MoveBench: Benchmark for Motion Video Generation
- MoveBench is a rigorously curated benchmark suite that provides a scalable, high-quality dataset for evaluating motion-controllable video generation.
- It integrates a hybrid human+SAM annotation pipeline and CoTracker-based dense point trajectories to ensure precise motion and segmentation data.
- Benchmark results demonstrate improvements in visual fidelity and motion accuracy across both single- and multi-object scenarios.

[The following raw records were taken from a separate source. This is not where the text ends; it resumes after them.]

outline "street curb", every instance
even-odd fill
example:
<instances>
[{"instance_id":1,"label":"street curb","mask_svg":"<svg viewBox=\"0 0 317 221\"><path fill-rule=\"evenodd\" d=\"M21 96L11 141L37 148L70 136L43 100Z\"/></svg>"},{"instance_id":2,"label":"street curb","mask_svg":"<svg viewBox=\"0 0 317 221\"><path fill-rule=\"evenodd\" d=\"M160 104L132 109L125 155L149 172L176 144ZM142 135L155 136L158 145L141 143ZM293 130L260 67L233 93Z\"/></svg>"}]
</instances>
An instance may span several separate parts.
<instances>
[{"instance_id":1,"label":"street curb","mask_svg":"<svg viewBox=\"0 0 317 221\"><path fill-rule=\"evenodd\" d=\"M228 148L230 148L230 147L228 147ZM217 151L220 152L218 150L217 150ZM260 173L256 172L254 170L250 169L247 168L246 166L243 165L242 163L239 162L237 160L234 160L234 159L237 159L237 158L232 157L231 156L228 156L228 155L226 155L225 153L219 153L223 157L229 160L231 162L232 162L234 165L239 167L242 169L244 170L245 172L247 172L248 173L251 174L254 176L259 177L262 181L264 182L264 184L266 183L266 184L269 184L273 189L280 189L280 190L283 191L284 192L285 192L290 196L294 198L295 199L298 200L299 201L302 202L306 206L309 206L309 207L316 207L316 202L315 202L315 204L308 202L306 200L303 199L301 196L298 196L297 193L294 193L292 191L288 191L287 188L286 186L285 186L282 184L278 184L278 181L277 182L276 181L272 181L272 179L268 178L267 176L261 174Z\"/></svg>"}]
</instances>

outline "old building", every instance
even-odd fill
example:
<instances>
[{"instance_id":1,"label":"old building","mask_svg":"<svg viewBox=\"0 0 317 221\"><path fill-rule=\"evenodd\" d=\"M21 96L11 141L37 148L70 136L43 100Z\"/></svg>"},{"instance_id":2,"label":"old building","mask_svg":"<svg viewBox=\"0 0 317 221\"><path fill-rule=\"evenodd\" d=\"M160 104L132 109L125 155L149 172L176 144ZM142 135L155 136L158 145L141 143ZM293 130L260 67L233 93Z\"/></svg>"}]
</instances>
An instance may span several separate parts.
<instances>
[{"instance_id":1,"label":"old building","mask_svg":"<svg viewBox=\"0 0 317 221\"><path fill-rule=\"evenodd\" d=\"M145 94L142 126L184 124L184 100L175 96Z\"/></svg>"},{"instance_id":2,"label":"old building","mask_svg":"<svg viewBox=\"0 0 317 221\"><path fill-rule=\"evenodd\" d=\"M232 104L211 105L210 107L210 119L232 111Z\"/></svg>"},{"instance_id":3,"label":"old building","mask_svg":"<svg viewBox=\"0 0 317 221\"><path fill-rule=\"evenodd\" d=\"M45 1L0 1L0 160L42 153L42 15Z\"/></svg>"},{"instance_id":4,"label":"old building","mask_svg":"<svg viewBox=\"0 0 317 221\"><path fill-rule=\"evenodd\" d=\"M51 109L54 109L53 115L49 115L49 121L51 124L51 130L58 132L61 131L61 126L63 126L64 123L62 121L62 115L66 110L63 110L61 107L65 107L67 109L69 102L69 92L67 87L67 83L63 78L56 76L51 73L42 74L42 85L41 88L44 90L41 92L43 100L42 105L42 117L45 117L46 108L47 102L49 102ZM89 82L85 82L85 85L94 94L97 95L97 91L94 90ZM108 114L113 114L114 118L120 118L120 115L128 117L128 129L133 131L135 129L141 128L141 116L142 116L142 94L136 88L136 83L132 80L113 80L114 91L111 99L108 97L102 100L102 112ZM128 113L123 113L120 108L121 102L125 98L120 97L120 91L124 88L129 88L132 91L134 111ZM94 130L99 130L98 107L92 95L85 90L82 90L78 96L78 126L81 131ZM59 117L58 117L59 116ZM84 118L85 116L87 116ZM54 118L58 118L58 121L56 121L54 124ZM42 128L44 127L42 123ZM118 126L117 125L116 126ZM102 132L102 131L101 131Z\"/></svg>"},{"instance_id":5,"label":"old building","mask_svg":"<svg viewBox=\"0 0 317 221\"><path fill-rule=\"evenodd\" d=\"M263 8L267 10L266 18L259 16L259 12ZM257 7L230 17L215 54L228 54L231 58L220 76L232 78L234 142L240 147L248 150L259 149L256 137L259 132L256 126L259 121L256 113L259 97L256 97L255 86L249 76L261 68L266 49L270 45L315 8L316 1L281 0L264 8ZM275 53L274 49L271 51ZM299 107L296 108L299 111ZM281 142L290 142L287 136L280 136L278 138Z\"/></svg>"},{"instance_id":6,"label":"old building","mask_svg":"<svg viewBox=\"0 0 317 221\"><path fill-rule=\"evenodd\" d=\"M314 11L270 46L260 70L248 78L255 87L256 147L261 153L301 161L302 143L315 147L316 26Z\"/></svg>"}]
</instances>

MoveBench is a rigorously curated benchmark suite designed to support evaluation and research in motion-controllable video generation. Built to address limitations of previous benchmarks—specifically insufficient scale, short clip duration, restricted content diversity, and inadequate motion annotation quality—MoveBench provides a high-resolution, diverse, and finely annotated dataset for quantitative and qualitative assessment of generative models capable of controllable motion synthesis (Chu et al., 9 Dec 2025).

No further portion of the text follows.